Virtual Expo 2024

Path Planning of a Robot using Deep Reinforcement Learning

Year Long Project
Diode
Piston

INTRODUCTION 

Autonomous mobile robots are transforming various industries with their ability to navigate complex environments. Path planning is a critical component of this autonomy, determining an optimal collision-free path from a starting point to a goal. This project investigates the development of a path-planning system for a robot using a novel approach that combines Reinforcement Learning (RL) with Robot Operating System 2 (ROS2) and LiDAR (Light Detection and Ranging) sensor data.

The chosen RL algorithm for this project is TD3 (Twin Delayed Deep Deterministic Policy Gradient). TD3 was selected after careful consideration and comparison with other prominent RL algorithms for path-planning tasks. This selection process considered performance, stability, and data efficiency. One key limitation addressed by TD3 is the overestimation of Q-values, a common issue in previous DDPG algorithms. By employing twin critics and target policy noise injection, TD3 fosters more stable and data-efficient learning. These improvements make TD3 a compelling choice for real-world robot navigation applications.ROS2 facilitates communication between robot components, sensor integration, and code organization. This project leverages ROS2 for efficient communication, allowing the integration of LiDAR data with the RL agent for real-time environment perception. By leveraging LiDAR data for environment awareness, the project strives to develop a robust and adaptable path-planning system capable of navigating diverse environments.
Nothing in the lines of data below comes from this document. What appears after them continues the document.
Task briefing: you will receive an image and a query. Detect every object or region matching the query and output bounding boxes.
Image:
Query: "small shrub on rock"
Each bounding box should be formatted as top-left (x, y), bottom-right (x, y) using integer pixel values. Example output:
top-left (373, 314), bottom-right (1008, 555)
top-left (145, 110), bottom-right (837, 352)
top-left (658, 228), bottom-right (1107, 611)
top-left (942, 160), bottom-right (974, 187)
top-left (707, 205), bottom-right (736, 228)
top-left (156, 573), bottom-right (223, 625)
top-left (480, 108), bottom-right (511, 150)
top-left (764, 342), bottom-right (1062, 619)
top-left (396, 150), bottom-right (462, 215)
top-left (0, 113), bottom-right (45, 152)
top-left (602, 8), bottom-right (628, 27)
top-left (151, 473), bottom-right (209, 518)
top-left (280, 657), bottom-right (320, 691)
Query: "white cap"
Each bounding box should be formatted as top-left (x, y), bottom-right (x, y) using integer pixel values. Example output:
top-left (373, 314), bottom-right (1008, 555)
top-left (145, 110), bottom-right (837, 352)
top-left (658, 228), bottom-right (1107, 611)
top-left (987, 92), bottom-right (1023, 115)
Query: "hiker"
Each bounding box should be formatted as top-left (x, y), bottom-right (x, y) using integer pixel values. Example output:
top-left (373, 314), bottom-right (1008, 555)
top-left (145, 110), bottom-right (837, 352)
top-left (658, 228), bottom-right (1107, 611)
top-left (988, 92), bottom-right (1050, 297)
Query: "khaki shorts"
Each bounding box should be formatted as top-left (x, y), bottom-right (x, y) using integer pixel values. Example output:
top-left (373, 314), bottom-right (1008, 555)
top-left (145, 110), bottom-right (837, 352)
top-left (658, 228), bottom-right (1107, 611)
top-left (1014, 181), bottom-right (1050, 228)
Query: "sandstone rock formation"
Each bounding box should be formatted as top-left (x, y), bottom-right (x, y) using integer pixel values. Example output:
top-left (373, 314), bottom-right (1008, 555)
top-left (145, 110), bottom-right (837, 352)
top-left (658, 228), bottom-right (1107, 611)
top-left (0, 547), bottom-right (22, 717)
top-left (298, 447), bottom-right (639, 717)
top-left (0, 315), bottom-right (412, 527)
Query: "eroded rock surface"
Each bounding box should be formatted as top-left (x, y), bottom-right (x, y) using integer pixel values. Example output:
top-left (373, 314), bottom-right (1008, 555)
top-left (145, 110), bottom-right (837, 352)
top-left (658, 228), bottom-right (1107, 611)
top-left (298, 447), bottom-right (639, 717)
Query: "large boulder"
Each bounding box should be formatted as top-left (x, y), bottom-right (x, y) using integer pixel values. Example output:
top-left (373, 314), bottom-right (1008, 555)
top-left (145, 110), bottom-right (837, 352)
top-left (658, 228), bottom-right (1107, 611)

The success of this project holds significant potential for advancements in autonomous robot navigation, particularly in applications requiring real-time decision-making in dynamic environments.

METHODOLOGY

This project aimed to develop a robot path planning system using Reinforcement Learning (RL) within the Robot Operating System 2 (ROS2) framework. LiDAR (Light Detection and Ranging) data was used for real-time environment perception. 
The methodology can be divided into three main stages:

A. Robot Hardware and Middleware Development

    Robot Hardware: This stage involves designing and constructing the physical robot platform.
    ROS2 Middleware: The Robot Operating System 2 (ROS2) framework communicated between various robot components, sensor integration, and code organization.

B. Agent Code (DRL Algorithm) Development

    DRL Base Code: The RL agent's foundational code (basic architecture) was developed. This code would be compatible with various RL algorithms.

    Training Environment: A Gazebo simulation environment replicates real-world RL agent training scenarios. 
    LiDAR Data Integration: A pipeline was established to stream LiDAR data from the Gazebo simulation to the DRL code, allowing the agent to perceive the virtual environment. 
    RL Agent Training: The RL agent was trained within the Gazebo simulation using the chosen RL algorithm and LiDAR data. The focus was on avoiding collisions and achieving efficient pathfinding during training.

C. Real-world Implementation and Testing

    Once the RL agent achieved satisfactory performance in the Gazebo simulation (accuracy in path planning), the system was transferred to the real robot. The trained RL agent code was deployed on the physical robot platform.
Real-world Testing: The robot was tested in real-world environments to evaluate the effectiveness of the trained RL agent for path planning with LiDAR data.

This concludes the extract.